The Paul Rosenfels Community emerged in the late 1960's after Paul had moved to the East Village from California and began to attract young men and women who were eager to learn from an unconventional yet highly credentialed authority. Paul was a strictly leading-edge anti-Freudian humanist who set himself apart in lots of psychological areas, especially gay liberation. And he advertised in the Village Voice, which psychiatrists and lawyers were not supposed to do. In 1973 he and I founded the Ninth Street Center to facilitate group discussions and co-counselling for ambitious, creative and independent people who did not care to think of themselves as being "sick".

The Center became the psychological arm of the gay movement, but Paul died only 12 years later, and as the AIDS crisis built panic and anxiety in New York City, people had found it more urgent to volunteer in the health fields than to work on anything as self-indulgent as personal growth.

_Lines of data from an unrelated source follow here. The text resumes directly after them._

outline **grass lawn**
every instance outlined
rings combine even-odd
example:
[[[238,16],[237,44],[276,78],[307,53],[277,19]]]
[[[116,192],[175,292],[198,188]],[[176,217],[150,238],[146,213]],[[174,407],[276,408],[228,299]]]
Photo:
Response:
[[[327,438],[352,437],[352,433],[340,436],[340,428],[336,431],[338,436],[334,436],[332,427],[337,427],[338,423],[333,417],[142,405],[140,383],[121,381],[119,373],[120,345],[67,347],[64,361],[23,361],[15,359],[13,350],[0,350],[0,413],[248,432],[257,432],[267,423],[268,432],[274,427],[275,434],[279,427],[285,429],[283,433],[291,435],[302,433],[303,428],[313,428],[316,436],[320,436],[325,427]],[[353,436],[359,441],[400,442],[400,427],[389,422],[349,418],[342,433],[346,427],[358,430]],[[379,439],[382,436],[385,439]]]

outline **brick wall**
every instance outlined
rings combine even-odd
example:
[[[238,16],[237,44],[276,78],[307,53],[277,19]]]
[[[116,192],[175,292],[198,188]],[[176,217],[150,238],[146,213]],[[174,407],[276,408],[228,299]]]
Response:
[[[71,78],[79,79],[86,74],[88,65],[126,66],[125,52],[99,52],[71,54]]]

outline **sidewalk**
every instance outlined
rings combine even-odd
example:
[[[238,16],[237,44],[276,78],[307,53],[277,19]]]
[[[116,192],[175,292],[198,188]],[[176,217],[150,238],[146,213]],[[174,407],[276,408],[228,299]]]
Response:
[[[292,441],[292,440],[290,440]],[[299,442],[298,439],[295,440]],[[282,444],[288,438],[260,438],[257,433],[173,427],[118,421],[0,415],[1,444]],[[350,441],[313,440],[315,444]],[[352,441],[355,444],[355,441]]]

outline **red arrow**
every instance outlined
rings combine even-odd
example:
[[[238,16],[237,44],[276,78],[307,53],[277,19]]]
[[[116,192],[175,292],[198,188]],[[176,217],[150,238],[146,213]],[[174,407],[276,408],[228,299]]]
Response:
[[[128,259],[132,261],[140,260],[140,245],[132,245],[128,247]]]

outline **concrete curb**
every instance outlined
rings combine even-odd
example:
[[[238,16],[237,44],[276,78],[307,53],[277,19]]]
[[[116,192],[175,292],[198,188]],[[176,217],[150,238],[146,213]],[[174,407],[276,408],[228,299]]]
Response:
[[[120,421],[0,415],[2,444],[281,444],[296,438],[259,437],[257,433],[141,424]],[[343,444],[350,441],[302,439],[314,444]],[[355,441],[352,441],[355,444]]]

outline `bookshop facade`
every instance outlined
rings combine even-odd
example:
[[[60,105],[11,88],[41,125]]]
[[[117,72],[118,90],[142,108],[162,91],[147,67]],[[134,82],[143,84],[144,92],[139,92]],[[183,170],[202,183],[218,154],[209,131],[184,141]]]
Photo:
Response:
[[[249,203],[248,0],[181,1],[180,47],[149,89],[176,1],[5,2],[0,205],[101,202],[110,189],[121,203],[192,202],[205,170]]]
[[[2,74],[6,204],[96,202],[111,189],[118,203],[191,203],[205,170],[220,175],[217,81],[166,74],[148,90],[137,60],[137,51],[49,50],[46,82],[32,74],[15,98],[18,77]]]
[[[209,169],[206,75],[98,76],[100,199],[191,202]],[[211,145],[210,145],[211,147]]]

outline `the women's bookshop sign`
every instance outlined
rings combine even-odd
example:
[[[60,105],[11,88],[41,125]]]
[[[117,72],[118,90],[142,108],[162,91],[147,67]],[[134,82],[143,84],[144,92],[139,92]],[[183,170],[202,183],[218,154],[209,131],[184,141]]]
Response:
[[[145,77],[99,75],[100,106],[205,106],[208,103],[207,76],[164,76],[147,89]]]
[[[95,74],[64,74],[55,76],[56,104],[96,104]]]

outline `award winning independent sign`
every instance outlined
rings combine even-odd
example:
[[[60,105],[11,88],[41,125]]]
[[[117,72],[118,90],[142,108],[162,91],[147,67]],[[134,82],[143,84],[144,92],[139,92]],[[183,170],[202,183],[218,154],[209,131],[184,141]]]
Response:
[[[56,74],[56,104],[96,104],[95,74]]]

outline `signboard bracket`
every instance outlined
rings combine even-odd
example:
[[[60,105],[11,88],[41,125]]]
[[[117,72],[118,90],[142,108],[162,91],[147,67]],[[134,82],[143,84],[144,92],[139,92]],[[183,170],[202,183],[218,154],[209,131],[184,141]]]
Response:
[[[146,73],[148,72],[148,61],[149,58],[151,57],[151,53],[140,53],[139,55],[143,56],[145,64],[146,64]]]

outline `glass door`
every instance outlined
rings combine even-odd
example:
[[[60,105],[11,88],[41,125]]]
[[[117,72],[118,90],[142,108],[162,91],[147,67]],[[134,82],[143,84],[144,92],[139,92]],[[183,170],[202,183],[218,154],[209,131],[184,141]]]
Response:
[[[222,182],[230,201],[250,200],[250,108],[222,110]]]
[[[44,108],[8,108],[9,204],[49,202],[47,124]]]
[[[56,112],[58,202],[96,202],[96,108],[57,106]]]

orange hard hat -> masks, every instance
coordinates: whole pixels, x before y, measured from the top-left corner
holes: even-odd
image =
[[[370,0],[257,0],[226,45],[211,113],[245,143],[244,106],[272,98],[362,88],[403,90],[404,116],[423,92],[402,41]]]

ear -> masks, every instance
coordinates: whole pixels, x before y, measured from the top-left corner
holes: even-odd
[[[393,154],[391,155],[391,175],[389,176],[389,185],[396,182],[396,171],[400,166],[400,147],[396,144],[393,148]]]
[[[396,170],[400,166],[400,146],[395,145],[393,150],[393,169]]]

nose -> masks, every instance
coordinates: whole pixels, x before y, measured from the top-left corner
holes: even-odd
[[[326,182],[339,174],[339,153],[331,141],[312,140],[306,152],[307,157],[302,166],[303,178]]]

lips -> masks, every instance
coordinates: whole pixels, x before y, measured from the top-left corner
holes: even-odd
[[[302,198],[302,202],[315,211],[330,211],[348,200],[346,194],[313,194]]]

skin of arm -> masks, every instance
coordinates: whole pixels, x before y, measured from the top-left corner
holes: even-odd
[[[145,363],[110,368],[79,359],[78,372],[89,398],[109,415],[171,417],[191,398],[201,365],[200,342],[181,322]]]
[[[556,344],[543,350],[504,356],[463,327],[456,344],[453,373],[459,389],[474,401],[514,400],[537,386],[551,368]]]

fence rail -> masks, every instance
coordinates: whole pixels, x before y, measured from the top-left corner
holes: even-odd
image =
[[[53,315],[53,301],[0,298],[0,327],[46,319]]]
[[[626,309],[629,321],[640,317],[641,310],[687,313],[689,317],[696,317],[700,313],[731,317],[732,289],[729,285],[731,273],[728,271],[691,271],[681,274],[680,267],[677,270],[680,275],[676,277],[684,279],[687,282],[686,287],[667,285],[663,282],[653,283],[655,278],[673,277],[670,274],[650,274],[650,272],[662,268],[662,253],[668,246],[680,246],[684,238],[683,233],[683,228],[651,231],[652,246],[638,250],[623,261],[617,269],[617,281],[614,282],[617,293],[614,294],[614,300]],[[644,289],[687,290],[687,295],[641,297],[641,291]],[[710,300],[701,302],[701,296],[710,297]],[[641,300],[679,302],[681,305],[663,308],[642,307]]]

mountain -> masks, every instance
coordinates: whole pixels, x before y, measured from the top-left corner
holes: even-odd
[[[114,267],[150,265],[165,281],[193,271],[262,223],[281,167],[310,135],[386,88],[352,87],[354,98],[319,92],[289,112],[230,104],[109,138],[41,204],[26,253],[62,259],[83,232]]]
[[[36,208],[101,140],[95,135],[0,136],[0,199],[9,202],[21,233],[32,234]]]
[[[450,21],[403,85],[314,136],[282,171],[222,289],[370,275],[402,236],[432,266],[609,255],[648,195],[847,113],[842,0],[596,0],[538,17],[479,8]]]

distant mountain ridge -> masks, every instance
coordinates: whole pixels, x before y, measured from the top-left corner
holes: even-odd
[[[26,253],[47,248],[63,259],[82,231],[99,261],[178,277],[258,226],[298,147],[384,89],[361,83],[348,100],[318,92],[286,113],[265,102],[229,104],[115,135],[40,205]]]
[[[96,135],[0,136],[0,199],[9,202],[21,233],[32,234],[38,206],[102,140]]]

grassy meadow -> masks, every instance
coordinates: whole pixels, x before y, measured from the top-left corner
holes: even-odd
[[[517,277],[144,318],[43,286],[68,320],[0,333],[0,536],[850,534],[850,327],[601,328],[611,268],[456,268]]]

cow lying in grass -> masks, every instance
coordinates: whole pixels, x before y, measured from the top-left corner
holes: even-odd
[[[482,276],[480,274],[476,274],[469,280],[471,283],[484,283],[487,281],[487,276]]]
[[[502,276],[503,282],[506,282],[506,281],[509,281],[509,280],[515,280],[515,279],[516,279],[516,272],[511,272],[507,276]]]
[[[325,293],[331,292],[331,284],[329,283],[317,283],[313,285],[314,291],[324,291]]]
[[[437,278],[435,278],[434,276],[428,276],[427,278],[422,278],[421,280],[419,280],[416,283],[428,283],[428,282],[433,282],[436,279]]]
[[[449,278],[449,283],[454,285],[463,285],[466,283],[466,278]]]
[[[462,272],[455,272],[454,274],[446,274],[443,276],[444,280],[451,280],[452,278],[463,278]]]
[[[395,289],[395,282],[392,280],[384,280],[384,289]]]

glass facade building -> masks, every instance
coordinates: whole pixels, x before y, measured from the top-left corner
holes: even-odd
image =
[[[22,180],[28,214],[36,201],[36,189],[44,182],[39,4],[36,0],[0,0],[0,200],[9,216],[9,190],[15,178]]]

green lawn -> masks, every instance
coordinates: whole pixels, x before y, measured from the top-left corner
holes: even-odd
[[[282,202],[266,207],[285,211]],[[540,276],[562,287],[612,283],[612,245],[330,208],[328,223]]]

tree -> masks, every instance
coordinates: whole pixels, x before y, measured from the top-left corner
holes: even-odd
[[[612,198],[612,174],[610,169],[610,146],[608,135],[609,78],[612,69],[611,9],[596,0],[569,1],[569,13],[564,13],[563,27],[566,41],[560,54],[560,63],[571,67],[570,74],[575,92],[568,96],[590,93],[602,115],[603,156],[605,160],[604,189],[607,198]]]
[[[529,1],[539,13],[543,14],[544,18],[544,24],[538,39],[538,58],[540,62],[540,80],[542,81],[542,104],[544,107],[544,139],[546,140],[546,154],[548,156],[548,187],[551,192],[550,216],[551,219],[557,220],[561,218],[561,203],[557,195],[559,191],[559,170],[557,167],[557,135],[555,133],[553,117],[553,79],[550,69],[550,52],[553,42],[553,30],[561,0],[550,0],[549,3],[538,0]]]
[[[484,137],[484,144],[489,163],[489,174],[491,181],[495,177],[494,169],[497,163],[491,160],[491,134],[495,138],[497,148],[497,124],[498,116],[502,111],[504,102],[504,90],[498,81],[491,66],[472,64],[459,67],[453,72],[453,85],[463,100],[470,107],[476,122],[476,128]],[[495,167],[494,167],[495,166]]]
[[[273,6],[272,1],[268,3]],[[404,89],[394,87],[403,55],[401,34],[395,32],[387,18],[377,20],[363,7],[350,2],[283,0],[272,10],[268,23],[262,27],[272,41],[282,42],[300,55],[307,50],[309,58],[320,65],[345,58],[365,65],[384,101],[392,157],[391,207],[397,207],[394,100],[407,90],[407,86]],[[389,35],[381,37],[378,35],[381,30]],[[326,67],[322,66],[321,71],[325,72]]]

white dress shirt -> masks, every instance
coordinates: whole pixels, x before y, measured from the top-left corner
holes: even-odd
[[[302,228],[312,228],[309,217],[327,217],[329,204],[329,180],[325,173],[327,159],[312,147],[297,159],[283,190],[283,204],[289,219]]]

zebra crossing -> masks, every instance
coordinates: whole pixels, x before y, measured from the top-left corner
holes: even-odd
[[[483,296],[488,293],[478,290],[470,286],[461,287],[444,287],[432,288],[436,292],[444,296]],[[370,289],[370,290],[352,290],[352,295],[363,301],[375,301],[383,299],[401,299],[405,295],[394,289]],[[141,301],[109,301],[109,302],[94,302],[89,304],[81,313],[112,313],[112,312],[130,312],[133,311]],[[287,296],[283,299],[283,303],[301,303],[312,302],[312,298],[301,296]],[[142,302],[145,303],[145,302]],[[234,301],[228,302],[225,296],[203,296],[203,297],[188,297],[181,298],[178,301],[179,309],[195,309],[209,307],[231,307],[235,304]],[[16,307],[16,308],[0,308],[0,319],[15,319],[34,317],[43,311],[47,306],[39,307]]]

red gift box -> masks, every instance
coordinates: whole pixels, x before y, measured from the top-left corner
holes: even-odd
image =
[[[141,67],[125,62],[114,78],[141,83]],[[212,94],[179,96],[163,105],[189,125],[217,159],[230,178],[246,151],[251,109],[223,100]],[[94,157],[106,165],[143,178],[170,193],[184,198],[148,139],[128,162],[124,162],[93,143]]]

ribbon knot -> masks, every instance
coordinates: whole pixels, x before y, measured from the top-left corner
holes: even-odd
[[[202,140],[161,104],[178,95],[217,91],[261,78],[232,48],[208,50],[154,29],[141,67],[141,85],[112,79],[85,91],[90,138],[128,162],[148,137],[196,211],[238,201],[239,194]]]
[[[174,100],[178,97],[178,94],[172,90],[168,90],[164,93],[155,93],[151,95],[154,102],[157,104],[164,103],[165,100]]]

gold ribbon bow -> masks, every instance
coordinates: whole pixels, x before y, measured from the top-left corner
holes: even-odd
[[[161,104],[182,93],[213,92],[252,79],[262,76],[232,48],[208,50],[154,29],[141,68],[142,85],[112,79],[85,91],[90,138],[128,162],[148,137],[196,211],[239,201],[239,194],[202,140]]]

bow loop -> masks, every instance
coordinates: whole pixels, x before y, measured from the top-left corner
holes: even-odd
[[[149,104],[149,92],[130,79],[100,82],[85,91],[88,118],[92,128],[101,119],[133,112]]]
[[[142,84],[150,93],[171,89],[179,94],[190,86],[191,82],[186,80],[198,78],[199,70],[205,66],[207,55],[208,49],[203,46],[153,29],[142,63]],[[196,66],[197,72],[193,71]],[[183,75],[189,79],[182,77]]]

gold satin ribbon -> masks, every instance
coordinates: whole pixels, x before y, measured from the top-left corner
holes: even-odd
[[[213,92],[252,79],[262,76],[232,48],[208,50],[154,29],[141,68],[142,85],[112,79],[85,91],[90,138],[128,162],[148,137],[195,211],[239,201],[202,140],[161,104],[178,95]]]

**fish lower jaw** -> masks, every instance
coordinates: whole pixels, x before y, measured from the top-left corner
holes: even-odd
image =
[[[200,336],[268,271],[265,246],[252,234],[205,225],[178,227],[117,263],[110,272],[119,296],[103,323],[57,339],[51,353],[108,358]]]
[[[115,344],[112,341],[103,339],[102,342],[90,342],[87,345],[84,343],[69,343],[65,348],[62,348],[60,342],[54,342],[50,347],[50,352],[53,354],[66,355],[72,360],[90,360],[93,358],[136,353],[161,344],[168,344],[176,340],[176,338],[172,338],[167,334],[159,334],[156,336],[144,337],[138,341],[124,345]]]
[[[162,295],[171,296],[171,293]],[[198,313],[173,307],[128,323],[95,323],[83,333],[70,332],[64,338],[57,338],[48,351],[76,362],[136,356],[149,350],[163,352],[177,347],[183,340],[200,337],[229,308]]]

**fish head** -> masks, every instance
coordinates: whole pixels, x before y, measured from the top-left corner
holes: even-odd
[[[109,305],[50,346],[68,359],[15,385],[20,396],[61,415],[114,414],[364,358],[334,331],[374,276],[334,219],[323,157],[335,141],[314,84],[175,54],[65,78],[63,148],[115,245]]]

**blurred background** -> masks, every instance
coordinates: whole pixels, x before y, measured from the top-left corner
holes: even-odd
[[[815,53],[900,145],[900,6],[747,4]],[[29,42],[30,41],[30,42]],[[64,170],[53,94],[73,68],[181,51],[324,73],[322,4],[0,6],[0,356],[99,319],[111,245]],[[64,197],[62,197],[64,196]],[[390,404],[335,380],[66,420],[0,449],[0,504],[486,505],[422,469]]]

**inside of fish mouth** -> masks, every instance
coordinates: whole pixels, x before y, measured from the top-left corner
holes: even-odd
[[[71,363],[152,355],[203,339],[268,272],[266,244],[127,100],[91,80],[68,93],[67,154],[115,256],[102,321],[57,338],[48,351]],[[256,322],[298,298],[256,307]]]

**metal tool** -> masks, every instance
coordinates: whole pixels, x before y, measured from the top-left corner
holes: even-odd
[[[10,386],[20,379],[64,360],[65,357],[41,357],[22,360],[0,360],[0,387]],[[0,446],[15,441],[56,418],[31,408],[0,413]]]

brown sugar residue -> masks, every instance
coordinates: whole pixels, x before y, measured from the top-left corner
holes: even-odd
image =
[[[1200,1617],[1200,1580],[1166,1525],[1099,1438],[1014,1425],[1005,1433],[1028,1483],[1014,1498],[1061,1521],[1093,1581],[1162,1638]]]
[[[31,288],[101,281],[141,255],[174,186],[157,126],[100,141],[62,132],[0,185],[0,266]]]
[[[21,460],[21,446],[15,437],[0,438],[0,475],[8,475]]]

After we lost our physical plant, a few Center die-hards still ran discussion groups at the Lesbian and Gay Center in the West Village until 2009, but it was clear that the advantages for a scientific and educational institution of focusing on the Manhattan gay community was winding down. In the period of quiet that ensued, and at the instigation of Rachel Bartlett (see ), we rewrote our quaint 1995-style website and, instead of using a name based solely on our geographic location, we came out of the closet and finally became the Paul Rosenfels Community, an organization serving our friends from all nations, sexual orientations and educational backgrounds.